Rebecca read through the Project worker’s update and bit her lip, then rifled through the pile of leaflets that had accumulated on her desk, looking for the one that Dale had given her. There. No. Far too expensive, even for someone on benefits. And the cheaper courses, the ones that the charity could afford, were useless. Damn. Perhaps Harlington-Straker might be able to give Dale a chance, even if it was in construction.
It was not the ideal solution, but better than nothing. She looked at her watch. Just after four. Not long to the end of work for today. She’d been to Marks at lunchtime to get something for supper. Stifado, a bottle of red wine, cheesecake for afters. Something decent for once.
‘Rebecca. Call for you. Private.’ There was a grin on the receptionist’s face as she held the door open. ‘Someone called Straker.’
She felt the heat rise in her face as she went through to pick up the phone and she turned away to answer. ‘Hi. Rebecca here.’
His voice made her blush even more. ‘Rebecca. Look…’ There was a note of hesitation. She heard a breath and he spoke again. ‘I’m sorry. Something’s come up. I’m going to be busy tonight. A…….’ another hesitation as if he was trying to come up with some excuse. ‘A night shoot and they need me there. Maybe tomorrow if that’s okay?’

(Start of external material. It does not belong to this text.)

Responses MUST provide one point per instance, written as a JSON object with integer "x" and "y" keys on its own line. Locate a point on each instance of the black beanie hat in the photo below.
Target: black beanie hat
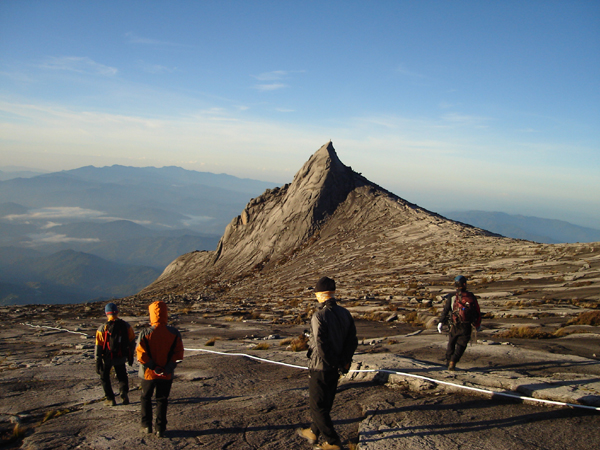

There was a false brightness in her reply. ‘Sure, no problem.’ The receptionist was still listening and Rebecca searched for something else to say. ‘I’ll see you tomorrow then.’
She put the phone down. Stifado. And red wine. Dammit. She should take it to Sara’s tonight. The wine at any rate. Have a girl’s night in for once. Sara had seemed a bit down when they spoke yesterday, something to do with Alec being away, so there was no reason why Rebecca shouldn’t get over there for early evening. She had a key to Sara’s anyway so perhaps she should take the casserole as well; it was a decent meal and she could buy something else for tomorrow. It would be good to talk to Sara. To really talk. To tell someone who understood, about last night.
Rebecca went back to her office to start on the mind numbing complexities of funding and government initiatives.